Zoom’s Attention-Tracking Feature Is Ripe for Misuse inputmag.com

Mehreen Kasana, Input:

With bosses increasingly requiring their workers to turn to remote conferencing, Zoom gives administrators full power to track attendees’ attention with an indicator that points out when a participant doesn’t have the app “in focus” for more than 30 seconds. Privacy organizations like EPIC have previously criticized this tool in an official complaint to the Federal Trade Commission, noting that it bypasses browser security and gives access to users’ web cameras without their knowledge.

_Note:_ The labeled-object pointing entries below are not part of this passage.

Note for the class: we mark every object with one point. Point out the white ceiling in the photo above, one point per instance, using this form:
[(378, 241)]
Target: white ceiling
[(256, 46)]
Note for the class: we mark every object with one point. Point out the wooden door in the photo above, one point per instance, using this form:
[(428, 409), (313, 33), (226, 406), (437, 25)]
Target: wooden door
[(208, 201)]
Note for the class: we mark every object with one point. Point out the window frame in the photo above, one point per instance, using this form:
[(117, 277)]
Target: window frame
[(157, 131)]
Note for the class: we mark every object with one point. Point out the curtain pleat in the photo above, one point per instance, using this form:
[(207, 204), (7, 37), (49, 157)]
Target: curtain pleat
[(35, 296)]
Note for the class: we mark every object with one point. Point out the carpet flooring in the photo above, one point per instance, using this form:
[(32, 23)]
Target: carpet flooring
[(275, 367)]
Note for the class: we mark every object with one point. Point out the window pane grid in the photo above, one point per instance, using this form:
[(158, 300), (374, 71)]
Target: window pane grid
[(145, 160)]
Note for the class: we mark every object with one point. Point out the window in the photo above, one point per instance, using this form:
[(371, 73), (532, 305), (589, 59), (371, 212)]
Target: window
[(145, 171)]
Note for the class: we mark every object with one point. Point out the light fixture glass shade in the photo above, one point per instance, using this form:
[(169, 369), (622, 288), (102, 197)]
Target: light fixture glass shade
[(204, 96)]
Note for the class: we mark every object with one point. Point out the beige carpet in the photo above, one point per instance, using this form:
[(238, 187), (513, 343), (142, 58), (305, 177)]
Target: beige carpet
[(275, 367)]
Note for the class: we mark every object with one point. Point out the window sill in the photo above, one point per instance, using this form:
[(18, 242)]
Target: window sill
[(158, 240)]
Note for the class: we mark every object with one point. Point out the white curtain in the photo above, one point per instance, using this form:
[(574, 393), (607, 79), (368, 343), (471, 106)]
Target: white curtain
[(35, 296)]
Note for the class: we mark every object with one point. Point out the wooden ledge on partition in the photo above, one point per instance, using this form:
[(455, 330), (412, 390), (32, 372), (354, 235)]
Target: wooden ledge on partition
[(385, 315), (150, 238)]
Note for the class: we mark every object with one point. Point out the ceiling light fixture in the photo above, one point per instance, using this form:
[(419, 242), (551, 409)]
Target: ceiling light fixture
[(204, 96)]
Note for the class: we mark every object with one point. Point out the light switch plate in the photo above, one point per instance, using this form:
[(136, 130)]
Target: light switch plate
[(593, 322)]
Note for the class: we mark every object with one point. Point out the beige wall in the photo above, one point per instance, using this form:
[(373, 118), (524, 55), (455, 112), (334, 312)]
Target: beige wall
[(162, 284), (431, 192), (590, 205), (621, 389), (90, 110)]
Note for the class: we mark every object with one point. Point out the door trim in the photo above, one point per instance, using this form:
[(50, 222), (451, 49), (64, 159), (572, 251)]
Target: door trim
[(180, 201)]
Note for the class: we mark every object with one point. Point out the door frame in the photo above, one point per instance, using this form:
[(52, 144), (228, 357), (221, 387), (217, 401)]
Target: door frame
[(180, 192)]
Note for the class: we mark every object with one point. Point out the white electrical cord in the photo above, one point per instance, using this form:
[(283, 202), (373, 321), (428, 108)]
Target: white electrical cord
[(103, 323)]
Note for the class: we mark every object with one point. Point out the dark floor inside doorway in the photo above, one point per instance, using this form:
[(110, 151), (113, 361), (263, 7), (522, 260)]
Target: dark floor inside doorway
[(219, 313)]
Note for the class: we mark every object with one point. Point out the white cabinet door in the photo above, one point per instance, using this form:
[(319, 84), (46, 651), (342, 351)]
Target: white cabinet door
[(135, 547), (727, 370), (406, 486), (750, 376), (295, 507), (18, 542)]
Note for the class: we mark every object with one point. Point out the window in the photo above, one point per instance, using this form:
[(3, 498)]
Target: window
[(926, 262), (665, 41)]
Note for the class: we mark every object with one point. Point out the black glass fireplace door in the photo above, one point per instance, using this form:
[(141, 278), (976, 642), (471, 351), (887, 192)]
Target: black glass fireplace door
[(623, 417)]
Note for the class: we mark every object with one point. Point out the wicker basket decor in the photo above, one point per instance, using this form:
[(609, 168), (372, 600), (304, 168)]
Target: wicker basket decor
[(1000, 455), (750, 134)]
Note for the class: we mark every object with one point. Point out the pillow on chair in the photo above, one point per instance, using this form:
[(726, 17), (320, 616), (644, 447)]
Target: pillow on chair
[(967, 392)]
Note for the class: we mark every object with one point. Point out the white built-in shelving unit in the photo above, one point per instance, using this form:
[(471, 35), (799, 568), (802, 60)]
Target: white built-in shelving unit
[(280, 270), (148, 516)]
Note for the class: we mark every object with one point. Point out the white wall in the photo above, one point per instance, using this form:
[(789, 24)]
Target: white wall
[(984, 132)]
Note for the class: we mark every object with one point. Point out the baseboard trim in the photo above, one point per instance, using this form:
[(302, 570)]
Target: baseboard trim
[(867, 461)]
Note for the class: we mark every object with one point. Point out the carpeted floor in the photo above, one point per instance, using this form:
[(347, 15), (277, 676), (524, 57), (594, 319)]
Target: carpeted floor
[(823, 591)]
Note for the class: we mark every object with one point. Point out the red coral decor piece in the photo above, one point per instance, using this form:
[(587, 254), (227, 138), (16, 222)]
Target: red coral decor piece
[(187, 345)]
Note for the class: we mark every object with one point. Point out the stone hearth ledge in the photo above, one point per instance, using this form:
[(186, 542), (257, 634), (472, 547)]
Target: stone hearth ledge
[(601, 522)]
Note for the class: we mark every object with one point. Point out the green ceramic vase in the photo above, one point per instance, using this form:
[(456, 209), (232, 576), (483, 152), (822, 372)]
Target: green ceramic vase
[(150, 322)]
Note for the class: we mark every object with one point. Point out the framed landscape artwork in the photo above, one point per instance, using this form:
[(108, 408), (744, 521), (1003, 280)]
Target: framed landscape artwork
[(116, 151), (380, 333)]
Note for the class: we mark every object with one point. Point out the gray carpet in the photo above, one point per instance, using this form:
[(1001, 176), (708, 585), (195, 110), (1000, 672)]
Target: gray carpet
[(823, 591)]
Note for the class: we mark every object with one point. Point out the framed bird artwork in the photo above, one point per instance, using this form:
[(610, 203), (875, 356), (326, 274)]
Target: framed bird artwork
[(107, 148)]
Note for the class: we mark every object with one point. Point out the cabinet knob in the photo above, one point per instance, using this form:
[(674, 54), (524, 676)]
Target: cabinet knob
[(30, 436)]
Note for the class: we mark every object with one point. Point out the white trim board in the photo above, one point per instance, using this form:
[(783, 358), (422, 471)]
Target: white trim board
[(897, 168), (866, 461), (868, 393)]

D’Arcy Norman has an excellent walkthrough of Zoom’s preferences, including how to turn this feature off. It’s possible to turn it off organization-wide — slip your IT department a pack of decent beer and I’m sure that can happen.

Samantha Cole, Vice:

On Twitter, people are finding ways to use the Zoom Rooms custom background feature to slap an image of themselves in their frames. You can record a short, looping video as your background, or take a photo of yourself looking particularly attentive, depending on the level of believability you’re going for. Zoom says it isn’t using any kind of video or audio analysis to track attention, so this is mostly for your human coworkers and boss’ sake. With one of these images on your background, you’re free to leave your seat and go make a sandwich while your boss thinks you’re still there paying attention.

It’s like the security camera trick from every heist movie. Just be careful not to walk back into the frame.